Waller's Wolf takes out inaugural $1m Gong

Callum Godde
James McDonald has added the $1 million Gong on Mister Sea Wolf to his win in The Hunter

Leading trainer Chris Waller has capped a lucrative spring carnival, winning the inaugural $1 million Gong at Kembla Grange with warhorse Mister Sea Wolf.

Sent out at $23, the eight-year-old raced just off the speed for James McDonald and reeled in Quackerjack ($6.50) late to win by a head.

It was a sweet victory for one of Waller's second tier horses who arrived from Irish trainer Ger Lyons two years ago.

"He was the class horse in the race and it was a pleasure to see him get the chocolates," Waller's racing manager Charlie Duckworth said.

"We will be back here year in, year out, to try and win this race again."

Sydney's premier trainer, Waller has stepped out of Winx's shadow this spring with wins in the $14 million Everest and $7.5 million Golden Eagle.

"Whilst Winx was racing we also had plenty of horses running second to her," Duckworth said.

"With or without her we would still have won some more Group Ones.

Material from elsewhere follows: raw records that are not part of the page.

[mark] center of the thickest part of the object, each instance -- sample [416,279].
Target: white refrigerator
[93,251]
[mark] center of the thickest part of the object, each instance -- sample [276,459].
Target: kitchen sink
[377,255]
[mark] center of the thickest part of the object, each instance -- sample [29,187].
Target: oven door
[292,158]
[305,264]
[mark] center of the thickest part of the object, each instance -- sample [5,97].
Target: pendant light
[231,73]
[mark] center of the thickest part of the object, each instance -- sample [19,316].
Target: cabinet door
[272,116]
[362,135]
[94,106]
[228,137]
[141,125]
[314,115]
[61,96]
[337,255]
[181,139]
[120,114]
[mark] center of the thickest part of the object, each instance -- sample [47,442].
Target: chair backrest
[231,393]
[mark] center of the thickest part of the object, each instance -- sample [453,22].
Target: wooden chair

"But on Epsom Day, to have four Group One wins everyone realised 'holy hell Waller is here to stay, regardless of Winx'.

"Then we had an awesome Flemington carnival when Chris was leading trainer."

Duckworth and McDonald had their fears Mister Sea Wolf might struggle as the topweight, but both were happy to be wrong.

"He's my old favourite," McDonald said.

"We've had a good association. I thought he was going to be up against it with 59kg and a firm track."

The meeting drew a crowd of just over 6000 spectators, and McDonald was as excited by the turnout as he was last week at Newcastle when he won The Hunter on Savatiano for Godolphin.

The two million dollar races at the main provincial tracks are new to the calendar.

"Right down to the 300 metres there are people," McDonald said.

"It's great to win the first running of The Gong. The atmosphere is incredible."

Mark Newnham, the trainer of runner-up Quackerjack, had given up with three furlongs to run but being pipped at the post was still a bitter pill to swallow.

"That is hard to take," he said.

"We had the toughest run in the race and we have been beaten a head.

"I said to someone at the 600 metres we're done, but what a tough miler he is. He was three-deep with no cover all the way and was still there at the end.

"He is going to win a nice race and we will go to the Villiers and hope he can draw a barrier."

Star Of The Seas ($7) rounded out the placings, a neck further back from Quackerjack.

But Glen Boss found himself in hot water, with the stewards handing the rider a two-week ban for excessive whip use on Star of The Seas.